Mais pourtant cet exil forcé marque avec son premier pseudo-exploit le début de sa carrière ‘héroïque’. Notre crétin vaniteux et hâbleur se vanta urbi et orbi d’avoir, au bout de cinquante jours de traque, abattu un lion monstrueux qui hantait le mont Cithéron. Ce n’était en fait qu’un énorme lapin crétin mutant tout à fait inoffensif, mais le mythe était sur les rails.

Or près du mont Cithéron s’étendait le royaume du roi Thespios, affligé de cinquante filles jumelles laides comme des culs de singes et qui désespérait d’avoir un jour des petits-fils pour perpétuer sa lignée. Bon sang ! Mais c’est bien sûr ! Sous prétexte de le féliciter de son exploit, il invita le bas du front au palais et lui jeta dans les bras l’une des ses filles.
Alcide, que sa découverte des choses de l’amour avec Éthanoïque avaient rendu relativement difficile à dégoûter, sauta sur la chose avec appétit mais sans renier toute prudence : méfiant car il craignait la vengeance de la famille de Linos, il imposa à la créature un mot de passe qu’elle devait prononcer à la porte de sa chambre après avoir nuitamment frappé : Alcide criait :
- Oυκ έλαβoν πόλιν
Et elle devait répondre
- αλλα γαρ ελπις εφη κακα **
À la suite de quoi il lui ouvrait et se jetait sur elle comme un bousier sur sa proie.
Or donc, tous les soirs, une soeur différente se présentait avec le mot de passe et notre crétin, n’y voyant que du feu, finit par les engrosser toutes à la grande joie d’Hesthios.

Quelque temps après, Alcide (qui avait retrouvé quelques forces), croisa le chemin d’une délégation du roi Erchinos venue réclamer au roi Créon, un voisin de Tirynthe, sa redevance annuelle.

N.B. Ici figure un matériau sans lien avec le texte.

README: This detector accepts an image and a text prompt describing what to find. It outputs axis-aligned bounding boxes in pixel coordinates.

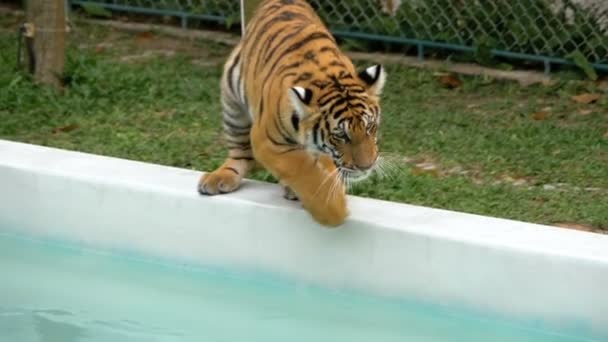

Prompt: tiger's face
[292,65,386,182]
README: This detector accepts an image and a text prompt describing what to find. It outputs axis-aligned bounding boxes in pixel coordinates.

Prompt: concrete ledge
[0,140,608,338]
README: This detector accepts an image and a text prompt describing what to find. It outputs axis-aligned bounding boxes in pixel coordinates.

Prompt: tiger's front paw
[282,185,298,201]
[304,193,349,228]
[198,169,241,195]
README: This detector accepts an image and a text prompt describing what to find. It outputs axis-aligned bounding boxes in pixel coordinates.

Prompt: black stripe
[319,92,342,107]
[312,121,319,146]
[228,156,255,160]
[279,147,302,154]
[291,112,300,131]
[227,52,241,95]
[264,32,333,84]
[329,61,346,68]
[224,166,240,176]
[266,127,294,146]
[334,106,348,119]
[263,25,302,65]
[222,119,251,131]
[293,72,312,84]
[252,11,306,72]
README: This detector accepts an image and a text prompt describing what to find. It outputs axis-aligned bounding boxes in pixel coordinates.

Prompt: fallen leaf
[136,31,154,40]
[555,222,595,232]
[53,124,80,134]
[532,112,549,121]
[571,93,602,104]
[578,109,593,116]
[412,166,439,178]
[439,75,462,89]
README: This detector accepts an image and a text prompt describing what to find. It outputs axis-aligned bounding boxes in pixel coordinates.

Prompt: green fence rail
[69,0,608,72]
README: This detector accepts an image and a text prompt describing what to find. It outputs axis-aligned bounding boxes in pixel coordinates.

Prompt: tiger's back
[199,0,385,225]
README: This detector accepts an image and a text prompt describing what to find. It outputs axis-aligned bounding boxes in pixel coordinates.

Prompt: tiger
[198,0,386,227]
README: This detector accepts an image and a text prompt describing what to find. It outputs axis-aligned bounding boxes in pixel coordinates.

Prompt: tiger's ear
[359,64,386,95]
[289,87,312,120]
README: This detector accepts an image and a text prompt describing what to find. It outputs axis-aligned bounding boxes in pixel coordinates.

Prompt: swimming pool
[0,235,578,342]
[0,141,608,342]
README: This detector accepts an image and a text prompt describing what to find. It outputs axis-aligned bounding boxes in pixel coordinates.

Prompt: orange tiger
[198,0,386,226]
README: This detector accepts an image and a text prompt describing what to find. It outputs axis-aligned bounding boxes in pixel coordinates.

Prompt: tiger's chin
[340,169,372,184]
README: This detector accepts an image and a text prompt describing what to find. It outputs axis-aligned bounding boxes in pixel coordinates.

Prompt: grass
[0,17,608,230]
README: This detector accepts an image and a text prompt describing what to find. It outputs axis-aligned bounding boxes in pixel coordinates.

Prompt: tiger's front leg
[279,155,336,201]
[254,143,349,227]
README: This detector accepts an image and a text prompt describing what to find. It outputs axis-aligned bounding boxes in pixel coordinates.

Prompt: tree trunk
[26,0,66,88]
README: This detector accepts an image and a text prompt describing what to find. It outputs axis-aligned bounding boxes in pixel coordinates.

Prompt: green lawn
[0,17,608,229]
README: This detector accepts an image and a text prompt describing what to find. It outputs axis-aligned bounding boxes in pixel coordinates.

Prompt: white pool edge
[0,140,608,337]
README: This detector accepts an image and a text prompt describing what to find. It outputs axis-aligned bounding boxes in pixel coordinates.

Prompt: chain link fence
[70,0,608,71]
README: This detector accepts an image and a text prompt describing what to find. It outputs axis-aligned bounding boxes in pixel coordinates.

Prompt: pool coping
[0,140,608,338]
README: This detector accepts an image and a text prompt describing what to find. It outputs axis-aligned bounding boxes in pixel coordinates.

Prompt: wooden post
[25,0,66,88]
[241,0,262,34]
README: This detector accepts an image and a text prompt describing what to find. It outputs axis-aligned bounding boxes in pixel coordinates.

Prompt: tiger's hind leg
[198,52,255,195]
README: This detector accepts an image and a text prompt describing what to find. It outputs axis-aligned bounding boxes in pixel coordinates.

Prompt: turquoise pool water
[0,234,588,342]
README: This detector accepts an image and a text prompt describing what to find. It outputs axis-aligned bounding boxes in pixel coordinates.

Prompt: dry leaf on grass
[578,109,593,116]
[571,93,602,104]
[439,75,462,89]
[412,166,439,178]
[53,124,80,134]
[555,222,595,232]
[136,31,154,40]
[532,112,549,121]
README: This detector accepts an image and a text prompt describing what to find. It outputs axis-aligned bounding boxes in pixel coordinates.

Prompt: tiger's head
[290,65,386,182]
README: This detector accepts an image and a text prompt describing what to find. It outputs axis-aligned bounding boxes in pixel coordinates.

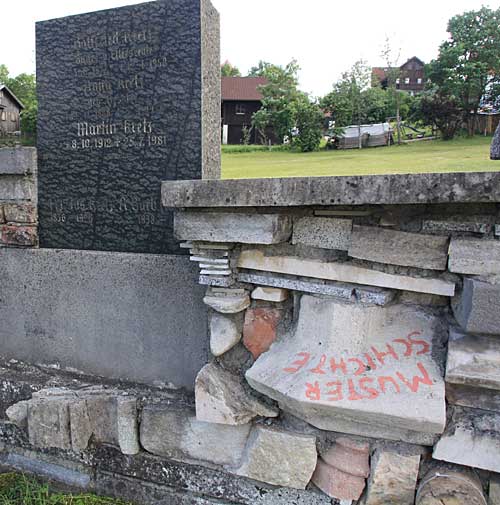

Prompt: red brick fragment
[312,458,365,500]
[243,308,283,359]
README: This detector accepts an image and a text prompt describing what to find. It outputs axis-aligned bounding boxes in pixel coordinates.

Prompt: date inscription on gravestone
[36,0,220,253]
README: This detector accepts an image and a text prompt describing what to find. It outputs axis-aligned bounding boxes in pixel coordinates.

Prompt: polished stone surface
[37,0,220,253]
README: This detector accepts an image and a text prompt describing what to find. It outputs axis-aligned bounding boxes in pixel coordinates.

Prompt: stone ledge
[162,172,500,208]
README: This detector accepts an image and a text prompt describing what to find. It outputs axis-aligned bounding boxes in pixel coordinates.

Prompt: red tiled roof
[222,77,267,101]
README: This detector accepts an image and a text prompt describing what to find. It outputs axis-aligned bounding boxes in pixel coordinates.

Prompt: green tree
[251,60,302,144]
[0,65,38,136]
[428,7,500,135]
[220,60,241,77]
[293,95,324,153]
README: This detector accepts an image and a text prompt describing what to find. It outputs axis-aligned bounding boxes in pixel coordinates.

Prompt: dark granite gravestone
[36,0,220,253]
[490,124,500,160]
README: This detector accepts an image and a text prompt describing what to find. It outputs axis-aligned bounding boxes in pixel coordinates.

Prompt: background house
[0,84,24,136]
[372,56,425,95]
[221,77,276,144]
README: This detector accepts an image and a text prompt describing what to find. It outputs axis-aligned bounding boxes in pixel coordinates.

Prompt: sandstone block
[312,458,365,500]
[140,405,251,466]
[28,399,71,450]
[446,329,500,408]
[116,397,141,455]
[210,312,243,356]
[365,451,420,505]
[236,425,317,489]
[195,363,278,425]
[252,286,288,303]
[321,442,370,474]
[238,272,394,305]
[488,475,500,505]
[348,226,448,270]
[452,278,500,335]
[292,217,352,251]
[4,203,36,223]
[448,238,500,275]
[174,211,292,244]
[203,290,250,314]
[432,407,500,473]
[238,248,456,296]
[5,401,29,428]
[243,308,283,359]
[0,225,37,247]
[415,466,491,505]
[246,295,447,445]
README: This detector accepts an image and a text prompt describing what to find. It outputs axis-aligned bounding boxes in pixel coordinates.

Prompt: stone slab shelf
[162,172,500,208]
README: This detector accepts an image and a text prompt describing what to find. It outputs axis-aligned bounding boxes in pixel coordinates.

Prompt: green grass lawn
[222,136,500,179]
[0,473,132,505]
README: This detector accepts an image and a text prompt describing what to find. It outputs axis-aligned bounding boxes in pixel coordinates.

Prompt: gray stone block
[0,147,37,175]
[452,276,500,335]
[348,226,448,270]
[292,217,352,251]
[174,212,292,244]
[448,238,500,275]
[432,407,500,473]
[0,249,208,389]
[140,405,251,466]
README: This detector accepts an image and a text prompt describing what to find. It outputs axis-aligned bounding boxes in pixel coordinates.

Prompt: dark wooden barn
[0,85,24,136]
[221,77,276,144]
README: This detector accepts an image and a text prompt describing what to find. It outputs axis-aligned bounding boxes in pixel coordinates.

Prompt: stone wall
[0,147,38,248]
[0,174,500,505]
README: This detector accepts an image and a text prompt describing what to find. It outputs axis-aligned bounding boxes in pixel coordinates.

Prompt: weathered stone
[0,147,37,175]
[246,295,447,444]
[210,312,243,356]
[489,475,500,505]
[364,451,420,505]
[448,238,500,275]
[195,363,278,425]
[238,250,455,296]
[0,225,38,247]
[5,400,29,428]
[238,272,394,305]
[174,212,292,244]
[162,172,500,208]
[203,290,250,314]
[28,398,71,449]
[312,458,365,500]
[243,307,283,359]
[236,425,317,489]
[252,286,288,303]
[140,405,251,466]
[490,124,500,160]
[415,466,486,505]
[446,330,500,410]
[321,442,370,474]
[3,203,36,223]
[451,277,500,335]
[432,407,500,473]
[348,226,448,270]
[422,216,492,235]
[116,397,141,455]
[292,217,352,251]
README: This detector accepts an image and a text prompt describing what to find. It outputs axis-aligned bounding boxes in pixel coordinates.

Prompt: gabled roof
[0,84,24,109]
[221,77,267,101]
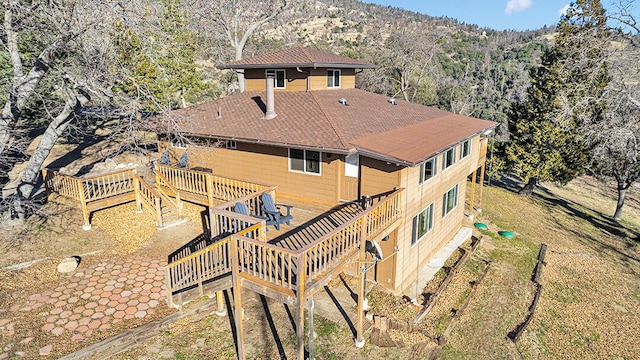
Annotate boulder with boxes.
[58,256,80,273]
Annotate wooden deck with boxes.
[43,166,403,359]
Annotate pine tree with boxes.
[505,0,609,195]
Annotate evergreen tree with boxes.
[504,0,609,195]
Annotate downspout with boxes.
[296,66,311,92]
[263,70,277,120]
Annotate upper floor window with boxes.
[460,139,471,159]
[411,203,433,245]
[420,156,438,184]
[289,149,320,175]
[274,70,287,89]
[442,184,458,217]
[442,147,456,170]
[327,70,340,88]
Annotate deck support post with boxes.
[296,252,307,360]
[478,162,487,211]
[355,222,367,349]
[307,296,316,360]
[216,291,227,316]
[77,179,91,231]
[469,168,478,216]
[229,236,245,360]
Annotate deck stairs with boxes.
[165,191,400,308]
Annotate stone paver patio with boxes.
[0,257,166,360]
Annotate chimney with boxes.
[263,70,278,120]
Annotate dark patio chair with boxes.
[233,202,273,231]
[260,193,293,230]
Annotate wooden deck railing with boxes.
[156,164,272,206]
[211,187,275,240]
[231,234,304,296]
[42,169,136,230]
[480,137,489,162]
[165,238,231,306]
[298,189,403,285]
[167,189,402,301]
[154,170,182,215]
[82,170,136,202]
[42,169,136,202]
[42,169,82,201]
[133,175,164,228]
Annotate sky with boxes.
[365,0,628,30]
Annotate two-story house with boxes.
[159,47,496,294]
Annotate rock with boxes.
[58,256,80,273]
[40,345,52,356]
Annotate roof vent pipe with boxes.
[263,70,278,120]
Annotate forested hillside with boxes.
[0,0,638,219]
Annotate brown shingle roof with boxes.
[159,89,496,165]
[219,46,377,69]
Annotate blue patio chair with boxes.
[233,202,273,231]
[160,150,170,165]
[178,153,189,168]
[260,193,293,230]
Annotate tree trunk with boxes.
[235,44,246,92]
[613,184,627,221]
[3,89,89,221]
[518,178,538,196]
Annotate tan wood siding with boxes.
[161,143,341,203]
[360,157,402,196]
[394,143,479,294]
[244,68,307,91]
[310,68,356,90]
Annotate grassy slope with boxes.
[442,178,640,359]
[115,179,640,359]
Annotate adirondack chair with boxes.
[233,202,273,231]
[260,193,293,230]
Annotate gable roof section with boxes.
[165,89,496,165]
[218,46,377,69]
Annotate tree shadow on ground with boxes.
[533,191,640,262]
[493,176,640,262]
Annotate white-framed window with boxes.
[460,139,471,159]
[411,203,433,245]
[289,149,321,175]
[442,146,456,170]
[344,154,360,177]
[274,70,287,89]
[265,69,287,89]
[420,156,438,184]
[170,136,187,149]
[327,69,340,88]
[442,184,458,217]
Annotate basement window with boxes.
[274,70,287,89]
[442,184,458,217]
[289,149,321,175]
[411,203,433,245]
[327,69,340,88]
[420,156,438,184]
[442,147,456,170]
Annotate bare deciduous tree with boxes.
[0,0,120,220]
[195,0,287,92]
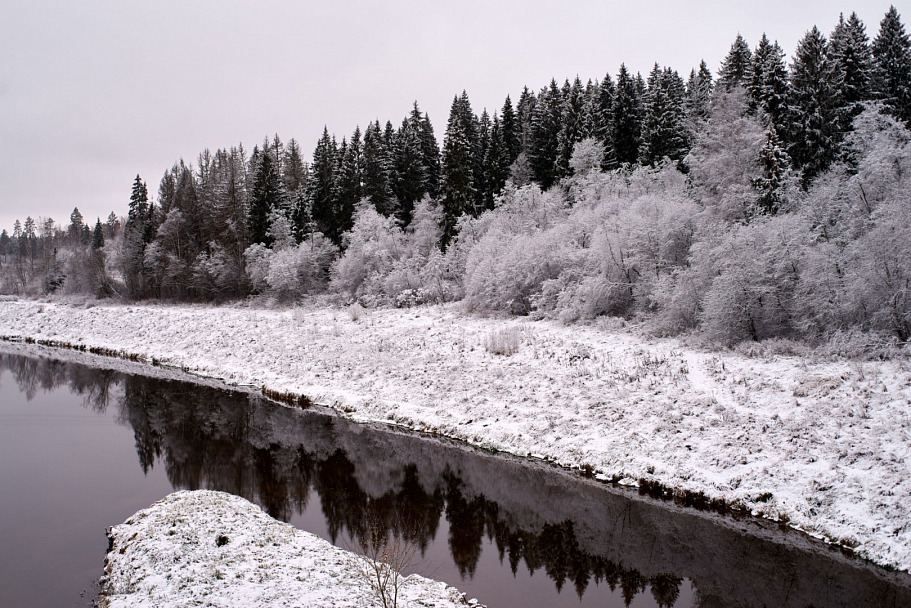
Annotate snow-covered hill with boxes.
[0,301,911,570]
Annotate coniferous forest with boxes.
[0,7,911,348]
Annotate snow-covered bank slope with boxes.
[102,490,467,608]
[0,301,911,570]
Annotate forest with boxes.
[0,7,911,349]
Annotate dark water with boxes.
[0,346,911,608]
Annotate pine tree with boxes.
[484,114,513,209]
[335,127,364,234]
[609,65,641,168]
[364,120,398,217]
[718,33,752,91]
[421,112,441,198]
[247,153,280,247]
[594,74,618,170]
[752,125,791,215]
[442,91,477,246]
[92,218,104,251]
[788,27,845,187]
[494,95,522,165]
[873,6,911,125]
[393,102,427,226]
[639,63,689,165]
[828,13,873,111]
[472,108,492,215]
[686,60,714,122]
[122,173,150,298]
[307,127,342,245]
[516,87,538,158]
[528,80,563,189]
[554,76,585,179]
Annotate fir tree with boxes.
[873,6,911,125]
[609,65,641,168]
[528,80,563,189]
[639,63,689,165]
[751,125,791,215]
[686,60,714,122]
[92,218,104,251]
[364,120,398,217]
[718,33,752,91]
[307,127,342,245]
[788,27,845,187]
[247,153,280,247]
[554,76,585,179]
[421,112,441,198]
[472,108,493,215]
[334,127,364,234]
[484,114,513,209]
[494,95,522,165]
[442,91,477,246]
[594,74,617,170]
[516,87,538,158]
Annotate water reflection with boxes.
[0,346,911,607]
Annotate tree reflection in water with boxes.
[0,351,911,607]
[0,354,682,606]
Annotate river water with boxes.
[0,345,911,608]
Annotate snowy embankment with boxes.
[0,301,911,570]
[101,490,468,608]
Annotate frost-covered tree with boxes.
[605,65,642,169]
[788,27,846,186]
[639,63,689,165]
[872,6,911,125]
[718,33,753,91]
[442,91,477,244]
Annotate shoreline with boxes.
[99,490,480,608]
[0,300,911,570]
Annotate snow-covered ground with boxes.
[0,301,911,570]
[102,490,478,608]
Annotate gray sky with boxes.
[0,0,911,231]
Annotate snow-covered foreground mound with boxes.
[0,301,911,570]
[102,490,467,608]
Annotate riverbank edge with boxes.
[97,490,484,608]
[0,300,911,575]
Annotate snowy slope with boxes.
[102,490,467,608]
[0,301,911,570]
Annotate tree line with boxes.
[0,7,911,346]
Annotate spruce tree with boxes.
[828,13,873,121]
[686,60,714,122]
[516,87,538,157]
[639,63,689,165]
[334,127,364,234]
[415,104,441,198]
[718,33,752,91]
[873,6,911,125]
[393,102,428,226]
[364,120,398,217]
[788,26,845,187]
[247,153,279,247]
[554,76,585,179]
[494,95,522,165]
[307,127,341,245]
[595,74,617,170]
[442,91,477,246]
[528,80,563,189]
[611,65,641,165]
[484,114,513,209]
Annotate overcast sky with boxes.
[0,0,911,231]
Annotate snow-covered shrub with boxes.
[484,327,521,356]
[265,232,336,299]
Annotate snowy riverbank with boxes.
[0,301,911,570]
[101,490,468,608]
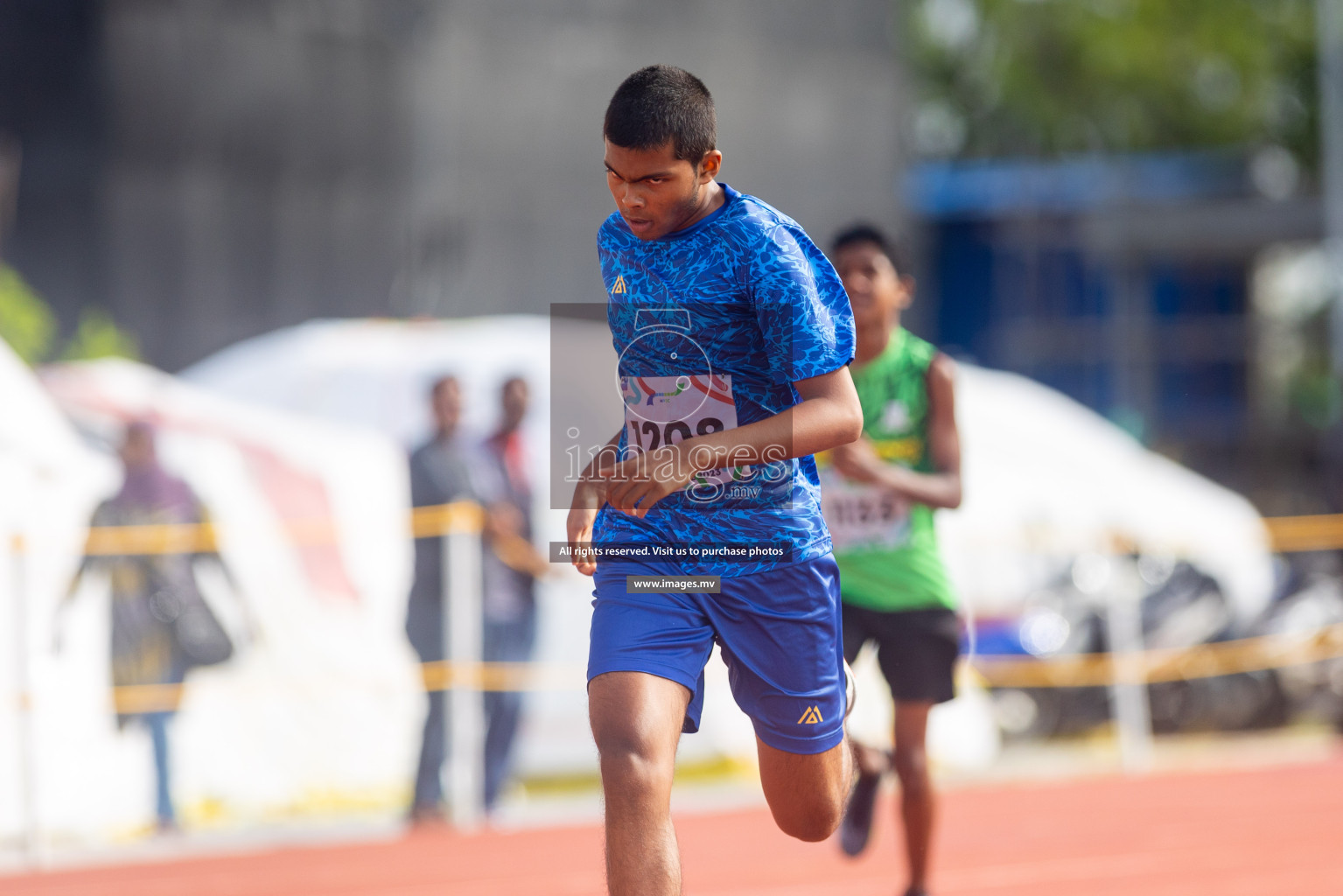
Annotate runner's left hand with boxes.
[595,442,695,520]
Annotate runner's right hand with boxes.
[565,480,605,575]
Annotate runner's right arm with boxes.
[565,427,625,575]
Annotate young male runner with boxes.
[822,226,961,896]
[568,66,861,896]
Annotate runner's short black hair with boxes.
[602,66,718,168]
[830,221,909,276]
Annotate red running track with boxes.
[10,758,1343,896]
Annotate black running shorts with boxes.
[843,603,961,703]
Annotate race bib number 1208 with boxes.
[620,374,751,484]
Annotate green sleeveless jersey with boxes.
[821,328,956,612]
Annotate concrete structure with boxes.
[2,0,901,368]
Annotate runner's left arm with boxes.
[830,354,962,509]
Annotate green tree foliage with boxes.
[0,264,140,364]
[60,308,140,361]
[0,264,56,364]
[904,0,1318,169]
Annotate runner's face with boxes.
[605,140,723,239]
[836,243,913,337]
[431,380,462,435]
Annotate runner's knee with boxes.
[768,791,843,844]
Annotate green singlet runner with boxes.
[822,328,956,612]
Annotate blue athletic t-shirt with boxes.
[593,184,854,577]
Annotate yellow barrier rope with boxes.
[76,623,1343,713]
[1263,513,1343,554]
[2,510,1343,713]
[972,623,1343,688]
[10,501,1343,556]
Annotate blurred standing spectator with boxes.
[481,376,545,810]
[55,424,247,830]
[406,376,477,823]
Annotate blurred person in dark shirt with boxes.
[481,376,545,808]
[406,376,477,822]
[53,422,247,830]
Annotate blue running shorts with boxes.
[588,554,845,753]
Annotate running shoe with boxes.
[839,743,891,856]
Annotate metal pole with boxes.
[10,533,42,869]
[1107,562,1152,775]
[1315,0,1343,376]
[444,508,485,830]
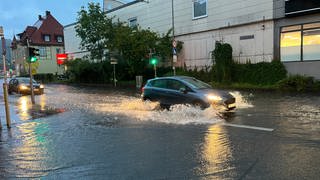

Toujours aussi primesautier, notre délicieux garnement tombe sur le dos des envoyés d’Erchinos, et après les avoir roué de coups, les renvoie chez eux avec nez et oreilles enfilés autour du cou en guise de collier. Erchinos, un peu mécontent, attaque Tirynthe et ramasse une belle tripotée mais Amphitryon est envoyé ad patres au cours des combats, exit le Phiphi à sa Mémène. Créon reconnaissant donne pour épouse à Alcide sa fille Mégare. Et c’est tout pour aujourd’hui...

- Ben et alors ? Quand c’est-y qu’il arrive Héraclès ?
- Patience, comme disait Kipling « ceci est une autre histoire » , que je vous dévoilerai pitêt dans le prochain épisode, finement intitulé : « Héraclès : ad augusta per pugilat ».
*Pour les non latinistes, allusion à une phrase célèbre de Cicéron « Puer, abige muscas... », enfant, chasse les mouches...
** Vieille plaisanterie éculée de potache helléniste : cette phrase de Xénophon : «Oυκ έλαβoν πόλιν αλλα γαρ ελπις εφη κακα , ils ne prirent pas la ville, car l'espérance est cause de mauvais effets » peut être transcrite phonétiquement : Ouk elabone poline ala gar elpis efè kaka et donc pour la plus grande joie des collégiens : Où qu'est la bonne Pauline ? A la gare, elle pisse et fait caca.